In the Libyan civil war, which began in 2014, Turkey supports the United Nations-backed Government of National Accord (GNA), which is based in Tripoli but maintains nominal control over the country. The GNA is facing off against the Libyan National Army, which is led by Gen. Khalifa Haftar and based in Benghazi. Haftar’s forces are backed by Russia, France, Egypt, and the United Arab Emirates.
Turkey’s involvement in Libya is inextricably linked to its role in the Syrian civil war, as well as its skirmishes with other Mediterranean states such as Greece and Cyprus over the sea’s rich natural gas and petroleum reserves. In addition to supplying the GNA with arms and drone technology, Ankara has sent thousands of Syrian militants to Tripoli fight on its behalf.
Though Turkey ostensibly became involved in the Syrian civil war in 2011 to oppose Syrian President Bashar al-Assad’s forces and in 2015 to fight the Islamic State, its role in the conflict has in many ways become an extension of its domestic war against Kurdish militants.
The Kurds in northern Syria, many of whom are a part of the People’s Protection Units (YPG) have been critical in warding off Islamic State forces. Turkey, however, is intent on countering Kurdish militants within and beyond its borders. Ankara regards the YPG as an extension of the Turkey-based Kurdistan Workers’ Party (PKK), which Turkey considers a terrorist organization.
Since 1984, the Turkish military has been intent on quashing a PKK insurgency in its southeast, where Kurds have long demanded more cultural and political autonomy for Turkey’s 15 million-strong Kurdish minority population.
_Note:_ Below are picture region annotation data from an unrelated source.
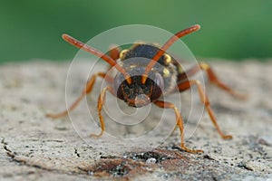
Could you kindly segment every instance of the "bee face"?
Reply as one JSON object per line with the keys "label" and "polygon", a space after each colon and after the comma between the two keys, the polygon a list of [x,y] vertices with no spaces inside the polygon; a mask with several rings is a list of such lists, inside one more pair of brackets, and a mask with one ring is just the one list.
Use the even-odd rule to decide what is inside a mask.
{"label": "bee face", "polygon": [[145,84],[141,83],[141,75],[131,76],[131,81],[132,82],[129,84],[122,74],[117,74],[113,83],[117,97],[129,106],[136,108],[146,106],[162,94],[164,82],[160,73],[151,73]]}

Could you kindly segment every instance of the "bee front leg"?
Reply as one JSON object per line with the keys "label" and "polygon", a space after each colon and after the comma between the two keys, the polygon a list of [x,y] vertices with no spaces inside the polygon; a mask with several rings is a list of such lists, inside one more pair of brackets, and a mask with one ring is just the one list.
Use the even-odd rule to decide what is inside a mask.
{"label": "bee front leg", "polygon": [[102,115],[102,110],[103,104],[105,103],[105,100],[106,100],[105,99],[106,98],[106,90],[109,90],[112,95],[114,95],[113,89],[109,86],[103,88],[103,90],[100,93],[99,98],[98,98],[98,102],[97,102],[97,111],[98,111],[98,117],[99,117],[99,120],[100,120],[100,124],[101,124],[101,132],[98,135],[91,134],[90,136],[92,138],[100,138],[101,136],[102,136],[103,132],[105,131],[105,123],[104,123],[104,119]]}

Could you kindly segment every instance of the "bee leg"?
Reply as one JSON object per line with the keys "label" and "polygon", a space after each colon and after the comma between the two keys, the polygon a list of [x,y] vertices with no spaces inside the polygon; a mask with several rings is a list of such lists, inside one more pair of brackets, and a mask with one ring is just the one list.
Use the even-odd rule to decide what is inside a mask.
{"label": "bee leg", "polygon": [[109,55],[114,61],[119,59],[120,52],[121,52],[121,49],[117,44],[112,44],[110,46]]}
{"label": "bee leg", "polygon": [[48,114],[46,114],[46,117],[49,117],[52,119],[58,119],[58,118],[66,116],[69,111],[73,110],[78,105],[78,103],[83,99],[83,97],[86,94],[88,94],[92,91],[93,84],[95,82],[95,80],[98,76],[105,79],[107,81],[112,81],[112,79],[108,76],[106,77],[106,73],[104,73],[104,72],[98,72],[98,73],[92,75],[91,77],[90,81],[87,82],[85,89],[83,90],[82,94],[75,100],[75,101],[66,110],[63,110],[57,114],[48,113]]}
{"label": "bee leg", "polygon": [[221,138],[223,139],[230,139],[230,138],[232,138],[231,135],[225,135],[221,131],[221,129],[220,129],[220,128],[219,128],[219,124],[217,122],[217,119],[216,119],[216,118],[214,116],[214,113],[213,113],[213,111],[212,111],[212,110],[210,108],[208,96],[204,93],[203,88],[202,88],[201,83],[200,83],[199,81],[197,81],[197,80],[188,81],[185,81],[185,82],[182,82],[182,83],[179,84],[178,87],[179,87],[179,90],[180,91],[182,91],[182,90],[186,90],[189,89],[194,84],[196,84],[198,86],[198,90],[199,90],[199,96],[200,96],[200,100],[201,100],[202,103],[204,104],[204,106],[206,108],[206,110],[208,111],[208,113],[209,115],[209,118],[210,118],[212,123],[214,124],[215,128],[217,129],[219,134],[221,136]]}
{"label": "bee leg", "polygon": [[103,119],[101,111],[103,107],[103,104],[105,103],[106,90],[109,90],[112,94],[114,95],[113,89],[112,87],[103,88],[103,90],[100,93],[99,98],[98,98],[98,102],[97,102],[97,111],[98,111],[99,120],[100,120],[100,124],[101,124],[101,132],[98,135],[91,134],[90,136],[92,138],[100,138],[101,136],[102,136],[102,134],[105,130],[104,119]]}
{"label": "bee leg", "polygon": [[[166,102],[166,101],[161,101],[161,100],[156,100],[156,101],[154,101],[154,104],[156,104],[160,108],[174,110],[175,114],[176,114],[177,126],[180,128],[180,131],[181,149],[183,149],[184,151],[187,151],[189,153],[199,153],[199,152],[202,153],[203,150],[201,150],[201,149],[193,150],[193,149],[188,148],[185,146],[183,119],[182,119],[182,117],[181,117],[180,111],[178,110],[177,107],[170,102]],[[177,128],[177,126],[175,127],[175,129]]]}

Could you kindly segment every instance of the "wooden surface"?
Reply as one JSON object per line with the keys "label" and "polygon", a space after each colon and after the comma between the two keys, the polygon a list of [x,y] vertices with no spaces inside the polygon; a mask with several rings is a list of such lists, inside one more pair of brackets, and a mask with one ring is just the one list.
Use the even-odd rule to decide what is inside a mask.
{"label": "wooden surface", "polygon": [[[75,99],[84,86],[85,63],[73,67],[77,73],[72,82],[73,88],[67,91],[70,100]],[[86,102],[70,119],[53,120],[44,116],[65,108],[69,62],[37,61],[1,65],[0,180],[272,180],[271,62],[210,63],[221,80],[246,92],[248,99],[238,100],[207,84],[219,124],[223,132],[233,135],[233,139],[222,140],[206,112],[200,121],[192,117],[185,128],[186,145],[203,149],[204,154],[180,151],[179,131],[169,136],[170,132],[163,129],[167,125],[146,141],[130,141],[125,138],[133,139],[142,128],[122,130],[107,117],[107,134],[91,138],[91,131],[99,129],[91,128],[97,116],[92,115],[92,120],[83,109]],[[99,91],[96,89],[88,97],[92,114],[95,114]],[[189,95],[181,95],[182,115],[189,115],[186,105],[190,105]],[[199,100],[195,102],[202,108]],[[151,112],[156,119],[159,112],[154,111],[161,110]],[[163,113],[169,124],[175,121],[172,110]],[[152,124],[144,127],[152,128]]]}

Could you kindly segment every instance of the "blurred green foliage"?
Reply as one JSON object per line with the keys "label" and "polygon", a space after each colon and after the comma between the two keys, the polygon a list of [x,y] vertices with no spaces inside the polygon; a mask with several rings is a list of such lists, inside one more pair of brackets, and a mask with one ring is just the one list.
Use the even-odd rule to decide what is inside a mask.
{"label": "blurred green foliage", "polygon": [[182,39],[199,57],[272,57],[271,8],[270,0],[1,0],[0,62],[71,60],[77,50],[61,39],[63,33],[86,42],[132,24],[173,33],[199,24],[199,32]]}

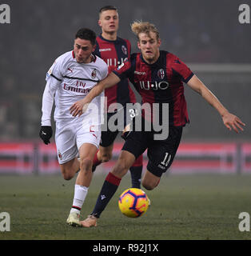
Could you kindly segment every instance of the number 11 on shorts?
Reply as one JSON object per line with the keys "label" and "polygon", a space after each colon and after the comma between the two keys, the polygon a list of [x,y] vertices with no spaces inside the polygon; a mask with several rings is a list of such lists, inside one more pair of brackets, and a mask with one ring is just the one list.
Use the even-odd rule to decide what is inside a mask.
{"label": "number 11 on shorts", "polygon": [[161,162],[161,164],[165,166],[167,166],[171,160],[171,157],[172,156],[170,154],[169,154],[168,152],[165,152],[165,158],[164,158],[163,161]]}

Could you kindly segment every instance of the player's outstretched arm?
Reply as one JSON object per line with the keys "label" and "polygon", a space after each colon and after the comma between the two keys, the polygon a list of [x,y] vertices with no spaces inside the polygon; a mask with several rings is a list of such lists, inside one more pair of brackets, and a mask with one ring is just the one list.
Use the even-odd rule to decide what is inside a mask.
{"label": "player's outstretched arm", "polygon": [[229,130],[233,129],[236,133],[243,130],[245,126],[241,120],[229,110],[220,102],[217,97],[204,85],[204,83],[193,75],[187,85],[193,90],[201,94],[211,106],[213,106],[221,114],[224,125]]}
{"label": "player's outstretched arm", "polygon": [[74,117],[81,116],[86,110],[88,104],[95,97],[98,96],[106,88],[112,87],[119,82],[120,78],[114,73],[110,73],[105,79],[100,81],[84,98],[71,106],[70,114]]}

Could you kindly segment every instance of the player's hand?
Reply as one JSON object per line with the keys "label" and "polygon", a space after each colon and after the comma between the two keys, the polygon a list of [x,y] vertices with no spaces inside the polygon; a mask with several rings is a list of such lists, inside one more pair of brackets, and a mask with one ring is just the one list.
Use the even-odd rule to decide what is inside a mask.
{"label": "player's hand", "polygon": [[88,103],[85,102],[85,99],[82,99],[73,104],[70,108],[70,111],[74,117],[76,117],[77,115],[80,117],[83,113],[86,112],[87,108]]}
{"label": "player's hand", "polygon": [[222,116],[222,120],[224,125],[229,130],[233,130],[238,134],[240,131],[243,131],[244,129],[243,126],[245,126],[244,122],[241,122],[241,120],[237,117],[236,115],[231,114],[231,113],[226,113]]}
{"label": "player's hand", "polygon": [[50,142],[50,139],[52,137],[53,130],[51,126],[41,126],[39,131],[39,137],[44,142],[45,144],[48,145]]}

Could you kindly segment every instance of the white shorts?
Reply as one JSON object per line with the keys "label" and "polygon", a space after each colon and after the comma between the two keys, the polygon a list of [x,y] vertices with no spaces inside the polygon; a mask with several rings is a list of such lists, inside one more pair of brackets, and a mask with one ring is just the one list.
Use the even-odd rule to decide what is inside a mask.
{"label": "white shorts", "polygon": [[100,125],[86,123],[85,126],[82,122],[56,123],[55,142],[59,164],[78,157],[79,148],[84,143],[90,143],[98,148],[101,138]]}

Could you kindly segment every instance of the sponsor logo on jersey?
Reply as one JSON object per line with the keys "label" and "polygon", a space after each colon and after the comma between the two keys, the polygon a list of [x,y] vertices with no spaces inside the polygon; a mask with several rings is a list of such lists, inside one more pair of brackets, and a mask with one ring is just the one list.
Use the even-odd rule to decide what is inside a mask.
{"label": "sponsor logo on jersey", "polygon": [[106,64],[108,66],[117,66],[122,64],[123,62],[126,62],[126,61],[128,61],[127,58],[122,58],[121,60],[118,60],[116,58],[107,58]]}
{"label": "sponsor logo on jersey", "polygon": [[88,94],[91,90],[91,88],[85,89],[85,88],[78,88],[75,86],[67,86],[66,83],[64,83],[63,89],[66,90],[70,90],[70,91],[74,91],[75,93],[80,93],[80,94]]}
{"label": "sponsor logo on jersey", "polygon": [[93,79],[94,79],[94,78],[96,78],[96,76],[97,76],[97,70],[94,69],[94,70],[93,70],[93,71],[92,71],[92,73],[91,73],[91,78],[92,78]]}
{"label": "sponsor logo on jersey", "polygon": [[157,71],[157,76],[163,79],[165,78],[165,71],[162,69],[158,70]]}
{"label": "sponsor logo on jersey", "polygon": [[123,62],[122,65],[120,65],[118,67],[118,70],[119,70],[120,69],[122,69],[123,66],[125,66],[125,63]]}
{"label": "sponsor logo on jersey", "polygon": [[111,48],[99,49],[99,51],[100,51],[100,52],[101,52],[101,51],[110,51],[110,50],[112,50]]}
{"label": "sponsor logo on jersey", "polygon": [[122,52],[125,55],[127,55],[127,49],[125,46],[122,46]]}
{"label": "sponsor logo on jersey", "polygon": [[139,85],[143,90],[166,90],[169,86],[165,81],[139,81]]}
{"label": "sponsor logo on jersey", "polygon": [[135,70],[134,74],[146,74],[146,72],[141,72],[141,71]]}

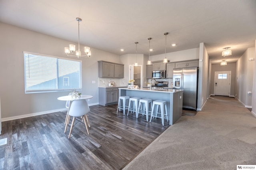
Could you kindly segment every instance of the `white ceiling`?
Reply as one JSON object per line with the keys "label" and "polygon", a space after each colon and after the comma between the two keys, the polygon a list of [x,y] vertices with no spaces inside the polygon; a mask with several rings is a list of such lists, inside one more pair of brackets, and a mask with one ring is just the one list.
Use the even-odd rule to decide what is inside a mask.
{"label": "white ceiling", "polygon": [[[0,22],[75,42],[76,17],[81,44],[120,55],[134,53],[135,42],[148,55],[149,37],[150,55],[164,53],[165,32],[167,53],[204,42],[213,63],[255,45],[255,0],[0,0]],[[232,55],[223,58],[227,47]]]}

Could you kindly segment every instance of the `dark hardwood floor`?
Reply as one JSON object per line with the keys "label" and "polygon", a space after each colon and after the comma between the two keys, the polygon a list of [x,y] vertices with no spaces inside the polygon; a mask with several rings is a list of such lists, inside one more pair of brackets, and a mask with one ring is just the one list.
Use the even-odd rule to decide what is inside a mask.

A tenuous two-year cease-fire between the Turkish government and the PKK collapsed in 2015, and it is estimated that at least 3,589 Kurds and 1,261 Turkish forces have been killed in the conflict since.
Now, Turkey has effectively occupied swaths of Northern Syria and continues to wage offensives against the region’s Kurds while seeking to create a so-called safe zone to stop additional waves of refugees from entering Turkey.
3. Northern Cyprus
Turkey intervened in Northern Cyprus in 1974 and established a de facto state: the Turkish Republic of Northern Cyprus. It is not recognized by the international community, which considers the Republic of Cyprus to be the island’s sole sovereign entity (apart from two military bases belonging to the U.K.). Nicosia, the Cypriot capital, remains divided.
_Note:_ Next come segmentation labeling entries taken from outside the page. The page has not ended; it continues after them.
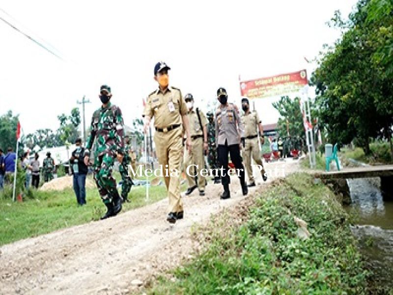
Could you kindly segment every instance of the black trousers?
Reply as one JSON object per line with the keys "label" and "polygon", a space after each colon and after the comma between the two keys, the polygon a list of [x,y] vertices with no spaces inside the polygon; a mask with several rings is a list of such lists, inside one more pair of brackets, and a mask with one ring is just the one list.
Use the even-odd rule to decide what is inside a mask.
{"label": "black trousers", "polygon": [[[230,182],[229,176],[228,175],[228,152],[230,155],[230,159],[235,165],[235,168],[237,170],[237,175],[240,180],[240,184],[242,186],[245,185],[244,166],[242,162],[242,157],[240,155],[240,148],[239,145],[231,145],[228,146],[225,142],[225,145],[219,145],[217,148],[218,154],[218,162],[220,168],[223,168],[222,170],[220,170],[221,176],[221,183],[223,185],[228,184]],[[222,171],[222,174],[221,171]]]}
{"label": "black trousers", "polygon": [[34,174],[31,176],[31,185],[38,188],[38,185],[40,184],[40,176],[34,175]]}

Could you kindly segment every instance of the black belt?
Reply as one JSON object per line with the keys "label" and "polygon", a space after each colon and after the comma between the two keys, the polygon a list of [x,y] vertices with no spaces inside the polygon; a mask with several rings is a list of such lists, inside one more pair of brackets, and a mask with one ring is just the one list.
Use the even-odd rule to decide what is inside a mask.
{"label": "black belt", "polygon": [[199,135],[192,135],[191,136],[191,139],[195,139],[196,138],[199,138],[203,137],[203,136],[202,134],[199,134]]}
{"label": "black belt", "polygon": [[159,132],[164,132],[164,133],[166,133],[168,131],[170,131],[170,130],[172,130],[174,129],[177,128],[180,126],[180,124],[175,124],[174,125],[171,125],[169,127],[167,127],[166,128],[158,128],[156,127],[156,130],[158,131]]}
{"label": "black belt", "polygon": [[258,135],[250,135],[250,136],[246,136],[246,139],[253,139],[258,137]]}

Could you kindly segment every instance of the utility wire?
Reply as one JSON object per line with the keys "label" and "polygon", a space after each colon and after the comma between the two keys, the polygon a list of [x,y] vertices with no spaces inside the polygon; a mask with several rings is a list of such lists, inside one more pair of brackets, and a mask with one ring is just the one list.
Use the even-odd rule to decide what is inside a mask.
{"label": "utility wire", "polygon": [[[1,10],[1,11],[3,11],[3,12],[4,12],[4,13],[5,13],[6,14],[7,14],[7,15],[9,15],[9,16],[11,16],[10,15],[9,15],[9,14],[8,14],[8,13],[6,13],[5,11],[4,11],[3,9],[1,9],[1,8],[0,8],[0,10]],[[38,45],[38,46],[40,46],[40,47],[42,47],[42,48],[43,48],[44,49],[45,49],[45,50],[46,50],[47,51],[48,51],[48,52],[49,52],[49,53],[51,53],[52,54],[53,54],[53,55],[54,55],[55,57],[56,57],[56,58],[57,58],[58,59],[61,59],[62,60],[63,60],[63,61],[64,61],[64,59],[62,59],[62,58],[61,58],[60,57],[59,57],[59,56],[58,56],[57,54],[56,54],[56,53],[54,53],[53,51],[52,51],[52,50],[51,50],[50,49],[49,49],[49,48],[48,48],[48,47],[47,47],[46,46],[45,46],[45,45],[44,45],[43,44],[42,44],[41,43],[40,43],[40,42],[39,42],[39,41],[37,41],[36,40],[35,40],[35,39],[34,39],[34,38],[33,38],[32,37],[31,37],[30,36],[29,36],[29,35],[28,35],[28,34],[27,34],[26,33],[25,33],[24,32],[22,31],[22,30],[19,30],[19,29],[18,29],[18,28],[17,28],[16,27],[15,27],[15,26],[14,26],[14,25],[12,25],[12,24],[11,24],[11,23],[9,23],[9,22],[7,22],[6,20],[5,20],[5,19],[3,19],[2,17],[1,17],[1,16],[0,16],[0,20],[2,20],[3,22],[4,22],[4,23],[6,23],[7,25],[8,25],[8,26],[9,26],[10,27],[11,27],[12,29],[13,29],[14,30],[16,30],[16,31],[18,31],[18,32],[19,32],[19,33],[21,33],[22,34],[23,34],[24,36],[25,36],[25,37],[27,37],[27,38],[28,38],[28,39],[29,39],[30,40],[32,41],[33,41],[34,43],[35,43],[35,44],[36,44],[37,45]]]}

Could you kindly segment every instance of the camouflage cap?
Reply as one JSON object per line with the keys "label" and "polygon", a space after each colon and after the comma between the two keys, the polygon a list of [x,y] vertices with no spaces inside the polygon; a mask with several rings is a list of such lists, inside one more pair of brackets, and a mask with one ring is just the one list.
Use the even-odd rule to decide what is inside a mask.
{"label": "camouflage cap", "polygon": [[102,92],[103,91],[106,91],[108,93],[111,93],[111,88],[108,86],[108,85],[102,85],[101,88],[100,88],[100,92]]}
{"label": "camouflage cap", "polygon": [[217,97],[220,97],[221,95],[227,95],[228,94],[226,93],[226,90],[225,89],[225,88],[223,87],[220,87],[220,88],[217,89]]}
Former U.N. Secretary-General Kofi Annan attempted to resolve the dispute between Turkey and the Republic of Cyprus in a series of peace talks in the early 2000s, but these did not ultimately lead to any meaningful outcome.
4. Eastern Mediterranean
In recent months, the Turkish navy has been active in waters recognized by the international community as belonging to Greece, a move compelled by Turkey’s thirst for natural gas. The moves have angered NATO members, which fear an escalation of tensions between the two historical foes.
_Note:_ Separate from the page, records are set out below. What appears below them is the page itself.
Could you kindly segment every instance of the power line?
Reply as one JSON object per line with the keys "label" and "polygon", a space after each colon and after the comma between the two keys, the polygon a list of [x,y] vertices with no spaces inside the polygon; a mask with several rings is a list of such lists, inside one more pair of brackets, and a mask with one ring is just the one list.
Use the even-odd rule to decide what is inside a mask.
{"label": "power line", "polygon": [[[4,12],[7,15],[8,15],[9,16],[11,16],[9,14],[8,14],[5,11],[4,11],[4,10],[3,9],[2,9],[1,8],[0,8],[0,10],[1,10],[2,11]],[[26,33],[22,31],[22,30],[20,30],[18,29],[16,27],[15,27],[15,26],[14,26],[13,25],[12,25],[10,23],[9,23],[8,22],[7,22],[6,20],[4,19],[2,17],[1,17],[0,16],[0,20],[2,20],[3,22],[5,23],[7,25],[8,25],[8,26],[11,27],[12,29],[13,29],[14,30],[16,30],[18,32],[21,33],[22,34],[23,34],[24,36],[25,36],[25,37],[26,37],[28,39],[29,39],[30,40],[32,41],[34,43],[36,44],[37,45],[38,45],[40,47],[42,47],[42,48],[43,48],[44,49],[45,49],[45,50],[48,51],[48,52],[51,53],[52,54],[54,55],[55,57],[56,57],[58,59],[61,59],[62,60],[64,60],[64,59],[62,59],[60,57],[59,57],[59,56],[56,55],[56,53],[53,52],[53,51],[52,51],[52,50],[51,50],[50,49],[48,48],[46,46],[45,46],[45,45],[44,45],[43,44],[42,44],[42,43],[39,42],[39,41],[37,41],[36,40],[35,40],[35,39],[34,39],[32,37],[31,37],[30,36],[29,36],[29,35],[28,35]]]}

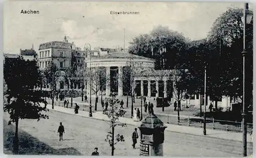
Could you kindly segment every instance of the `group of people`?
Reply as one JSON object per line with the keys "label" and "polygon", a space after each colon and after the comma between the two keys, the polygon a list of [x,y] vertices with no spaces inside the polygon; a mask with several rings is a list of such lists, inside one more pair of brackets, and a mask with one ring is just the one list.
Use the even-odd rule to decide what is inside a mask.
{"label": "group of people", "polygon": [[101,107],[103,109],[103,113],[105,114],[106,111],[108,110],[108,108],[109,107],[109,103],[106,101],[104,102],[104,101],[102,100],[101,102]]}
{"label": "group of people", "polygon": [[[77,105],[76,105],[76,106]],[[62,122],[59,123],[59,128],[58,128],[57,132],[59,133],[59,141],[63,140],[63,133],[65,133],[65,130],[64,129],[64,126],[63,126]],[[98,148],[96,147],[94,148],[94,151],[92,153],[92,156],[98,156],[99,155],[99,152],[98,152]]]}

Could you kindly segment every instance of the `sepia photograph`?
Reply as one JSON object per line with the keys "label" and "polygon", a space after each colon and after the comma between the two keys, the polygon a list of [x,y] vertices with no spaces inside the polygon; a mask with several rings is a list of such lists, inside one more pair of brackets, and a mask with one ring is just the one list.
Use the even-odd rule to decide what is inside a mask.
{"label": "sepia photograph", "polygon": [[253,13],[6,1],[4,153],[252,156]]}

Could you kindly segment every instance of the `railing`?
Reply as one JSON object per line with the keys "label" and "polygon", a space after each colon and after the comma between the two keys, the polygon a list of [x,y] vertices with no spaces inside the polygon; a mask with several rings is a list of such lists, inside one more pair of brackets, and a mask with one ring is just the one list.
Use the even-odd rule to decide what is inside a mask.
{"label": "railing", "polygon": [[[167,123],[176,124],[179,125],[185,125],[202,128],[203,126],[204,118],[203,117],[195,117],[182,116],[180,116],[180,121],[176,120],[176,123],[171,121],[170,116],[167,115]],[[177,116],[176,117],[177,117]],[[217,120],[212,118],[206,118],[206,128],[218,129],[226,131],[233,131],[236,132],[242,132],[243,131],[243,122],[242,121],[231,121],[222,120]],[[252,131],[253,124],[247,123],[247,132],[250,133]]]}

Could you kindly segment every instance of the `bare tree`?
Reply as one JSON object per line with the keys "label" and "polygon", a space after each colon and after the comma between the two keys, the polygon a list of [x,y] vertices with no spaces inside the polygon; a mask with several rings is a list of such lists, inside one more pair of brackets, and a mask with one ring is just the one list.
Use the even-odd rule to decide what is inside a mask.
{"label": "bare tree", "polygon": [[[86,72],[89,72],[90,70],[87,69]],[[89,83],[89,86],[92,88],[92,91],[95,94],[95,99],[98,96],[98,93],[100,91],[101,91],[101,97],[102,97],[102,92],[103,91],[103,87],[105,83],[105,80],[103,76],[105,76],[106,74],[105,67],[92,67],[91,69],[91,80],[92,82],[90,83]],[[90,80],[90,75],[87,76],[86,77],[87,80]],[[95,106],[94,107],[94,110],[97,111],[97,101],[95,99]]]}
{"label": "bare tree", "polygon": [[193,84],[191,81],[193,80],[194,77],[188,70],[185,69],[172,71],[169,77],[173,83],[174,99],[178,101],[178,121],[179,122],[181,101],[186,96],[187,91],[190,87],[190,84]]}
{"label": "bare tree", "polygon": [[110,97],[106,98],[106,100],[110,103],[111,107],[111,110],[107,113],[107,115],[109,119],[112,131],[108,132],[105,141],[109,142],[110,146],[111,147],[111,155],[114,156],[115,145],[119,142],[124,142],[123,135],[118,134],[115,136],[115,128],[117,126],[126,126],[126,124],[120,123],[119,120],[119,117],[123,116],[126,111],[121,109],[117,110],[117,106],[119,104],[120,101],[117,99],[115,96],[113,94],[111,94]]}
Turkey’s moves in the Eastern Mediterranean are driven by the so-called Blue Homeland policy, which disputes several international agreements and claims many Greek islands and waters as Turkey’s own.
The standoff has taken on heightened importance due to the European Union’s attempts to incentivize Turkey to stop unauthorized migrants from crossing the sea from Turkey by boat.
5. Qatar and Iraq
Turkey in 2019 announced the completion of a military base in Qatar, a milestone for a country that otherwise enjoys few allies in the Gulf. (Qatar is the lone Gulf member of the Turkish-backed coalition supporting the GNA in Libya.) Turkey’s base in Qatar joins existing bases in Bashiqa, Iraq—located in Iraqi Kurdistan—and Mogadishu.